The resolution verbiage:
Calling for an election on a ballot measure proposing an amendment to Chapter 11 of the City of Oakdale Municipal Code to extend the term of the transactions and use tax implemented by Measure Y, previously Measure O, for an additional 11 years;
Requesting the Board of Supervisors of Stanislaus County to consolidate a municipal election on a local measure with other elections to be held on the Nov. 5 consolidated district election date;
Requesting the Stanislaus County Board of Supervisors permit the County Elections Official to render election services to the city;
Approving the proposed ordinance.
In 2011 the Council recognized the city’s dire financial situation and slashed sworn police staffing by 25 percent, fire department’s staffing by 29 percent, and a reduction in department heads by 25 percent.
The crisis prompted the creation of Measure O, a one-half cent transaction and use tax for a three-year period, which was approved by 55.4 percent of the voters and adopted by ordinance with a sunset date of April 2015.
An ad-hoc committee appointed by the Council on Feb. 18, 2014, found that the continuation of this revenue source was vital to the preservation of public safety services in the city and recommended that Measure O be extended for an additional five-year period.
And Measure Y was born, extending the one-half cent transaction and use tax, which was approved by 70.2 percent of the voters of Oakdale.
Today, Measure Y creates $1.9 million in revenue, which represents 16 percent of the City’s General Fund income.
“Measure Y has been instrumental in bringing the ability of the city to hire back police officer positions and firefighter positions to help improve the health and safety of our community,” Oakdale City Manager Bryan Whitemyer said. “I’m sure you can imagine what losing $1.9 million in revenue might look like.”
Measure Y has allowed the city to refill six police officer positions and three firefighter positions.
With many of the seated council members fairly new to their seats, councilmember Richard Murdoch offered some historical perspective, saying he remembered when Oakdale used to be No.1 in sales tax revenue in the county “but times have changed,” he said. “Now, we’re second or third to the bottom.”
Retail outlets have disappeared, shopping habits have switched to favor online distributors and the laws have changed, making it more difficult for cities to get their fair share from the state, he added.
“We receive a much smaller portion of what’s collected.”
Councilmember Christopher Smith agreed, saying, “Taxes are horrible but this tax is invisible and it goes right back to us. If I have to pay a tax – this is the tax I want to pay.”
In other action at the Monday night session, council members voted 4-0 to approve a resolution authorizing the city manager to execute a three-year cooperation agreement with Stanislaus County for participation in the Urban County Community Development Block Grant (CDBG) Entitlement and HOME Investment Partnerships Program for Fiscal Years 2020-2023.

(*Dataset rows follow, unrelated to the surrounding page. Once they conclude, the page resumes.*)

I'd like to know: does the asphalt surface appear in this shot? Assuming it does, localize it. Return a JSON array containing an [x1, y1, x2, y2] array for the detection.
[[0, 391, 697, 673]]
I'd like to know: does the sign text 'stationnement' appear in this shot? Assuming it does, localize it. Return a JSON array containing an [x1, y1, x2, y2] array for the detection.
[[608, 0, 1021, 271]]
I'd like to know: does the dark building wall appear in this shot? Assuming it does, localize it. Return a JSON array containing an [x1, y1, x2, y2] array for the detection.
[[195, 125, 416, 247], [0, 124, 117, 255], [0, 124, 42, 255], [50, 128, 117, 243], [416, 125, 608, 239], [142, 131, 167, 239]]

According to city documents, every three years, current participants as well as non-participating cities within Stanislaus County have an opportunity to enter into an agreement to become part of the Stanislaus County CDBG Consortium to be eligible to receive entitlement funding from HUD for affordable housing, associated infrastructure and community development activities.
The City of Oakdale is choosing to continue its participation in the entitlement program, which represents approximately $167,000 in revenue.
In order to receive the grant funds, HUD is requiring that the city enter into the agreement with Stanislaus County, which will remain in effect until June 30, 2023.
After City Management Analyst Colleen Andersen’s brief presentation, the one concern from an audience member was voiced in regards to more HUD projects in the residential areas.
Andersen answered, “We have to save up for several fiscal years to do a project.”